What will bio-cabre's "Neuromancer" be like? One could argue, of course, that it has already been written, over a hundred years ago: Shelley's "Frankenstein". It has everything-- a gothic atmosphere, a man seduced into crossing the line between madness and sanity, and an experiment gone horribly wrong. Or, Stevenson's "Jeckyll and Hyde". More mad science, more experiments gone horribly wrong, and more imporantly--the horror comes from within Jeckyll.
How does bio-cabre show up in today's horror? I think the "Alien" series of movies makes for a nice transition point; it combines elements of traditional horror and bio-cabre. First of all, there is no supernatural element--while there is an "other" it is (presumably) fully rationally explainable.

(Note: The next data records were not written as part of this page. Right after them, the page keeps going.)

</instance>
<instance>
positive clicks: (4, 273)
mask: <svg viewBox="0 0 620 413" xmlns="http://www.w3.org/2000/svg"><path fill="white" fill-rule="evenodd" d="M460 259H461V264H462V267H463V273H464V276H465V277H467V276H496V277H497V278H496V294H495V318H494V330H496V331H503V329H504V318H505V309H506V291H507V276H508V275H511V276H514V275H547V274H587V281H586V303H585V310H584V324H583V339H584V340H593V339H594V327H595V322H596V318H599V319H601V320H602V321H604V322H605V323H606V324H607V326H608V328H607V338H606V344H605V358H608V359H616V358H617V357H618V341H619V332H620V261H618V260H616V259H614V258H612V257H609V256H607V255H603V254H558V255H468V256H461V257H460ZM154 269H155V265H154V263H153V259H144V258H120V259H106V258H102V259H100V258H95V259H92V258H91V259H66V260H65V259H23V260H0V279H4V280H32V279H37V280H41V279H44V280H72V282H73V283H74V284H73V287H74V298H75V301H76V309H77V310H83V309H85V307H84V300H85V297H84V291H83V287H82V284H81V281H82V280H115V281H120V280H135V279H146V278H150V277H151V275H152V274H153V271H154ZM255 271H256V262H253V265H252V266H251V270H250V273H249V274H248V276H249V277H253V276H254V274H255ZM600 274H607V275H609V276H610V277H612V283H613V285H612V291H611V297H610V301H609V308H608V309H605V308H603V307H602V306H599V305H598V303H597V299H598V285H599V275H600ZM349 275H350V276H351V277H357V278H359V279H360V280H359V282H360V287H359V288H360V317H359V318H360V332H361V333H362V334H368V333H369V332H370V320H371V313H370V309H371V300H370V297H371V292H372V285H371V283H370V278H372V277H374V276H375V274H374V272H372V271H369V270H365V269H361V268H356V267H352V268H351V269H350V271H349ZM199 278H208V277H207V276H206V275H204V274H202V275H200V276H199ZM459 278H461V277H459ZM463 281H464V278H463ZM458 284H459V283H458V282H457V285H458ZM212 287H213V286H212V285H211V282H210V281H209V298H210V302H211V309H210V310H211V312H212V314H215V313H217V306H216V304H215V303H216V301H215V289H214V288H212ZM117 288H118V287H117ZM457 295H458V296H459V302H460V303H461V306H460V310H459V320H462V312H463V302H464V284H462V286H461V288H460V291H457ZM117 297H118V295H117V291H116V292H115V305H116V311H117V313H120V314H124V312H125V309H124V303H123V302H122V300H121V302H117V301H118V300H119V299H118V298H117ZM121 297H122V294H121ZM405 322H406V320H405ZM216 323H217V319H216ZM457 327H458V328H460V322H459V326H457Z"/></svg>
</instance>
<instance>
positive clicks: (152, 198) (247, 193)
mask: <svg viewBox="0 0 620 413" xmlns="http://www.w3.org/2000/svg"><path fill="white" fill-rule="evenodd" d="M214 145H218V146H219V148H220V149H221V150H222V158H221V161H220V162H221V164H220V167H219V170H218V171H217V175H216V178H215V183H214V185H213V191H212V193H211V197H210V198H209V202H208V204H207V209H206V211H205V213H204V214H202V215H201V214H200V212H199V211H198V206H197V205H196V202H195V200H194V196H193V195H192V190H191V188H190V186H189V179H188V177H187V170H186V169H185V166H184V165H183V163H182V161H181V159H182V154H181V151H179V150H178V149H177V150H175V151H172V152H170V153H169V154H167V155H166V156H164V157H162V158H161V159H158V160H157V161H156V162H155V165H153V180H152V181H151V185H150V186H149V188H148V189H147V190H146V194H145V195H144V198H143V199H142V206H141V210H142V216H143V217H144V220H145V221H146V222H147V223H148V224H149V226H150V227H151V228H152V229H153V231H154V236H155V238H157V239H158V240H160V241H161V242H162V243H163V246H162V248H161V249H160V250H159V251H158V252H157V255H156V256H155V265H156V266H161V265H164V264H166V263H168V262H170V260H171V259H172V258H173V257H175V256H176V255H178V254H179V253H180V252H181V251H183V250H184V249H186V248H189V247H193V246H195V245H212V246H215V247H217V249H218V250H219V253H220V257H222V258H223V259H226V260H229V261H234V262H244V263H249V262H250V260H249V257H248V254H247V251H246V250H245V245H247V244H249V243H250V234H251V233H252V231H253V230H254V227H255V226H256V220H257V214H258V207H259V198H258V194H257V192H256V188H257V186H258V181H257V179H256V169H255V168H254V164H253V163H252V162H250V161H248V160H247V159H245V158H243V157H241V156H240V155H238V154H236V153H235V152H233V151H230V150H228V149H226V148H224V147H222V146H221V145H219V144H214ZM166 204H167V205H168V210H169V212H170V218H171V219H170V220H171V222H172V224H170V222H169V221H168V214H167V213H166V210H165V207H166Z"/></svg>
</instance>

And, while many of the thrills and chills come from the aliens serving as traditional monsters, the movie treats the ultiate horror, the one worse that death, as something that comes from within--the alien embryos possibly gestating inside our own bodies.
Maybe there is nothing thematically new about bio-cabre. But there really hasn't been anything thematically new about horror since the first Neanderthal started telling ghost stories around the camp fire. Horror, at its core, has one theme: to scare the living crap out of people. Everything else is secondary.
But I think there is a new theme to bio-cabre. It has a different emphasis than traditional horror. There is no "other", come to threaten humanity, rather, the horror in bio-cabre comes from watching humanity destroyed from within, watching all that we treasure, the essence of our humanity melt like candle wax in the face of science.
Clearly this is not the first time this issue has been raised. But this is the first time that this issue can be made to feel so real. Whether this bodes well for the sub-genre is unclear; it is another truism that horror that hits to close to everyday life is no longer enjoyable. But be warned -- our understanding of and ability to manipulate ourselves can only grow in time, providing an endless artery of inspiration and suggestion to a new breed of author.